Je leur demande d’arrêter toutes ces exactions, ces pillages, ces viols. Je leur demande de quitter ici et maintenant, pacifiquement les cités qu’ils ont occupées. Je le leur demande avec insistance et je le leur demande avec fermeté », lance aux assaillants du Nord Mali le président par intérim. Dont le seul vœu est que cet appel soit entendu par le Mouvement national de libération de l’Azaouad et Ançardine. Car, prévient-il, « nous n’hésiterons pas à mener une guerre totale et implacable pour recouvrer notre intégrité territoriale, mais aussi pour bouter hors de nos frontières tous ces envahisseurs porteurs de désolation et de misère, que sont AQMI, et tous ces trafiquants de drogues qui opèrent depuis trop longtemps dans le Nord de notre pays, de même que tous ces preneurs d’otages qui discréditent notre pays et portent un préjudice incommensurable à notre développement ». Par rapport à l’intégrité du territoire, Dioncounda Traoré est formel : « nous ne négocierons jamais la partition du Mali ».
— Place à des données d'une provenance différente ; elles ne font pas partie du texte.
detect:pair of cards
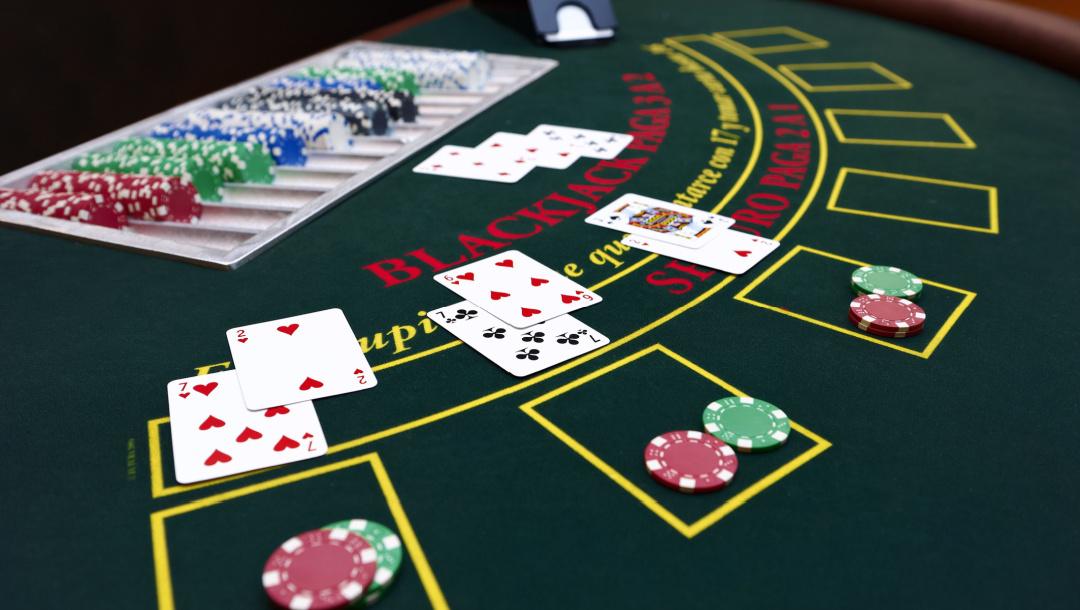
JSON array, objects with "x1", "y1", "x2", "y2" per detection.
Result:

De Tinzawaten à Diboli, le Mali restera un et indivisible, de Zégoua à Anderaboukane, ce sera le même drapeau, le même hymne, les mêmes joies, les mêmes peines, le même Mali. Le président par intérim va plus loin dans son adresse aux rebelles et son message à la nation : « Nous préférons la paix, mais si la guerre est la seule issue nous la ferons. Nous la ferons avec notre armée, remise en condition et en confiance. Elle se battra entre les dunes, elle se battra sur les collines et dans la plaine et nous serons tous derrière elle jusqu’à la victoire finale, celle du Mali qui a recouvré tout son territoire et retrouvé sa laïcité ».
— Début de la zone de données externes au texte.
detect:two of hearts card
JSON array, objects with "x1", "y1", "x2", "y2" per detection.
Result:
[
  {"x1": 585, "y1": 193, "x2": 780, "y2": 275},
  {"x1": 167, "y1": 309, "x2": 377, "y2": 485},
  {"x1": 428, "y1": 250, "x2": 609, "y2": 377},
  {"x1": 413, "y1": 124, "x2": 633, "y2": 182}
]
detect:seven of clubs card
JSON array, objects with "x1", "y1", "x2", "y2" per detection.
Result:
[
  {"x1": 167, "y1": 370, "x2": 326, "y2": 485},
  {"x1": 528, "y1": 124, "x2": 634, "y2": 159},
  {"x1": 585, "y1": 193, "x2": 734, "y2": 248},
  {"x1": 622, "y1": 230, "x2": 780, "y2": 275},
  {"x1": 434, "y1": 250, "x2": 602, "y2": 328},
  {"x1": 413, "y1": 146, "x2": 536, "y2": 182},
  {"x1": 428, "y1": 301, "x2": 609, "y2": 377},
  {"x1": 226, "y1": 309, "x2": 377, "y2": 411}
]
Ce combat, l’armée le mènera aussi avec le soutien de la sous région et l’Afrique toute entière, elle le mènera avec l’aide et l’accompagnement de l’Union européenne et de la Communauté internationale, poursuit le Pr. Traoré. Concernant les prochaines élections générales, Dioncounda Traoré promet de réaliser les conditions de leur tenue avec un fichier électoral crédible et sur l’ensemble du territoire. Tout comme de prendre toutes les dispositions utiles pour éviter les pénuries alimentaires et assurer l’accès aux produits de première nécessité en cette année où les récoltes ont été fortement déficitaires.